Lunar Lander: terrain generation



  • This isn't exactly a coding help question, more a general 'what are your thoughts' type deal.

    I'm currently making a lunar lander in Unity and I'm happy with the movement of the ship and collision detection with the land I'm going to be having (yay for polygon colliders), as well as the various things it does with particle emitters for the look of the thrusters.

    And now I turn to making the terrain. So far for testing I've just had flat terrain but I'm curious how to go about making good looking terrain short of modelling it myself.

    Most of the terrain I've seen in such games tends to be either very spiky because the position on the Y axis tends to be mostly or completely random, or it tends to be very smooth. I know last time I tried this, I was using a tile engine with various slope tiles and created a generator that knew what tile types could follow others, but again it created very smooth and dull landscapes.

    So I'm curious, how would you go about generating non-terrible 2D terrain? For reference I have three objects - the landing pad in roughly the middle (semi random) and two lines of terrain coming off it to each edge of the screen.

    Gonna mull it over with a cup of tea, though.

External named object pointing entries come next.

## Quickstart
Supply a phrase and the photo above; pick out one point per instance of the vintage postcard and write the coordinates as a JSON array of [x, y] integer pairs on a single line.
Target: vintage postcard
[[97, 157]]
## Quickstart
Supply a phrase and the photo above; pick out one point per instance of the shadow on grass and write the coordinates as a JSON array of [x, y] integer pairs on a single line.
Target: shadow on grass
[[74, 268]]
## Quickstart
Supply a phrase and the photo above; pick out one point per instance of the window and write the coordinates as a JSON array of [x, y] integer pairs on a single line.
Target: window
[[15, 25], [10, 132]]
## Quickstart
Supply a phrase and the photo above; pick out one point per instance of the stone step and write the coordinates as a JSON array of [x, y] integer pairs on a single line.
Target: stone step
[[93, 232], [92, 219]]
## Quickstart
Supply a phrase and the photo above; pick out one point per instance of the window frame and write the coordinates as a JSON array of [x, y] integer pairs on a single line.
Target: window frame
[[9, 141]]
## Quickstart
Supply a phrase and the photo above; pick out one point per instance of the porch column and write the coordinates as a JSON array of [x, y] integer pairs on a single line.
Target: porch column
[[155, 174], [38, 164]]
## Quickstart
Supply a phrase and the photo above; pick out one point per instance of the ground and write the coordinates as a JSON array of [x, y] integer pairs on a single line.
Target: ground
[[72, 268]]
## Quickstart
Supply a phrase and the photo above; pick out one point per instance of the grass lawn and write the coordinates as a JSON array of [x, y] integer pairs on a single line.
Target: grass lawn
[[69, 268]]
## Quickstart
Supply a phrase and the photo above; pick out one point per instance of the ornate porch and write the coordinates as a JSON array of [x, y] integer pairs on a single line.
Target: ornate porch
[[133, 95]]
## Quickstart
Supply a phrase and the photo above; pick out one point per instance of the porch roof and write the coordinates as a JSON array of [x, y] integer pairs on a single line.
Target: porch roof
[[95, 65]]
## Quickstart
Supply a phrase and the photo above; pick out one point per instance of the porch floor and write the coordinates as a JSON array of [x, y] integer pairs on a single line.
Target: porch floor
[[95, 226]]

  • Are you looking for fully automated generation from scratch, or pulling from a base / group of bases and generating from that?

    You could also just create a flat base and apply a splatmap to it



  • I'm mostly interested in the result rather than the route to it. Ideally, yes, fully automated, but I don't mind seeding it to some degree by hand if that's the best route - I just want to avoid doing every map by hand ;)

    Flat base with splat map could work, I dunno. This is kind of out of my normal territory.





  • See, I thought about that, but that makes effectively a 3D map (x by y with each point having a z) but I only need what amounts to one line of that map... even simplex noise seems like it's massively overkill.



  • Ah, I didn't realize you were doing a 2D game. You probably want midpoint displacement noise.

    Consequently, that's what Dwarf Fortress uses.



  • Lunar Lander is commonly 3D now? ;)

    Thing about even diamond-square for making a heightmap is that I'm still going to be taking a slice out of it, but it still seems the most sane way to go about it - do a plasma map (which is cheaper than Perlin or even simplex IIRC) and then just grab, say, the middle row out of it. Thanks for the suggestion, I'll play with it tomorrow after I've had some sleep.



  • Midpoint displacement noise as in:

    1. Pick random heights for points x0 and x1.
    2. Pick a random vertical displacement for the midpoint of that line segment.
    3. Pick a random vertical displacement for the midpoints of the two line segments you just made.
    4. Continue until satisfied. Choose displacements with geometrically decreasing ranges each time.


  • Oh, I see. Thanks 😄



  • Another option would be to take slices of real moon topography eg http://wms.lroc.asu.edu/lroc/view_rdr/NAC_DTM_ARISTARCHU2



  • @Arantor said:

    See, I thought about that, but that makes effectively a 3D map (x by y with each point having a z) but I only need what amounts to one line of that map... even simplex noise seems like it's massively overkill.

    There are 1D-versions of Perlin's noise function (e.g. noise1()). FWIW, perlin noise and many procedural methods derived from it have the nice property where z = f(x) -- i.e., you don't need to keep track of any of the other terrain to find the height of a single point (unlike, let's say midpoint displacement).

    I've always liked the "ridged multifractal" terrain described by Ken Musgrave in the procedural texturing and modeling book:

    One of the properties is that it produces smooth valleys, but more jagged peaks. It's based on perlin noise, so you should be able to drop the 2:nd dimension to just get a 1D heightmap.